We have moved away from studying human disease in humans,” (Elias) Zerhouni lamented to the NIH’s Scientific Review Management Board meeting. “We all drank the Kool-Aid on that one, me included.”
“The problem is that it hasn’t worked, and it’s time we stopped dancing around the problem,” he continued, suggesting researchers have become too reliant on questionable animal data. “We need to refocus and adapt new methodologies for use in humans to understand disease biology in humans.”
The article notes the controversy over mouse inflammation models, among others. I’d add pain as an area where something is clearly off kilter with the traditional animal models, and no one has ever been happy with xenograft models in cancer. (An entire post on “worst animal models” is here).
Well, just use human cell cultures you say, or at least you say if you’ve never tried it. The problem, of course, is that primary human cell cultures are often hard to keep going, and the things you have to do to keep them going often skew them away from being the sorts of cells you were hoping to study. There’s nothing like a real in vivo system, unfortunately. Stem cells hold out a lot of promise for generating human cells of many types, but (as this article explains), the problem is that those cells are fresh, newly minted ones. And those don’t always recapitulate the sorts of changes that you see in (for example) aging neurons.
It looks like we’re moving towards re-creating real human organ-like tissue in vitro, as much as we can. That’s not the least bit easy – there are so many factors that influence cellular physiology, from the obvious ones (constantly changing signals from blood chemistry) to the nonobvious (mechanical forces from nearby muscle contractions). The other way to do it (not discussed in the linked article) is to humanize the animal models as much as possible. One could imagine a rather unnerving “mouse” consisting of mostly (or completely) human tissues out in the periphery, for example.
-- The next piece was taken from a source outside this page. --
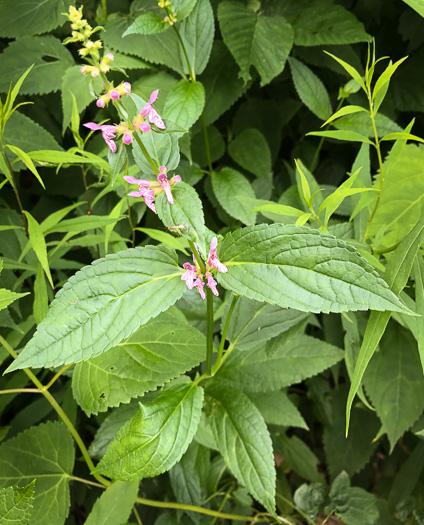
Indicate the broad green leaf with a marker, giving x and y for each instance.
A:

I’ve defended animal models many times on this site, but my strongest arguments for them are (and remain) that there have to be some intermediate steps on the way to human trials, and that we don’t have anything better that mice et al.. If something better comes along – and we do need something better – then out they go. The lack of really predictive models before human trials is the reason that 90% of all trials fail, and having 90% of all our trials fail is gradually squeezing drug research into a very tight corner indeed. Breaking out of it would be a real accomplishment.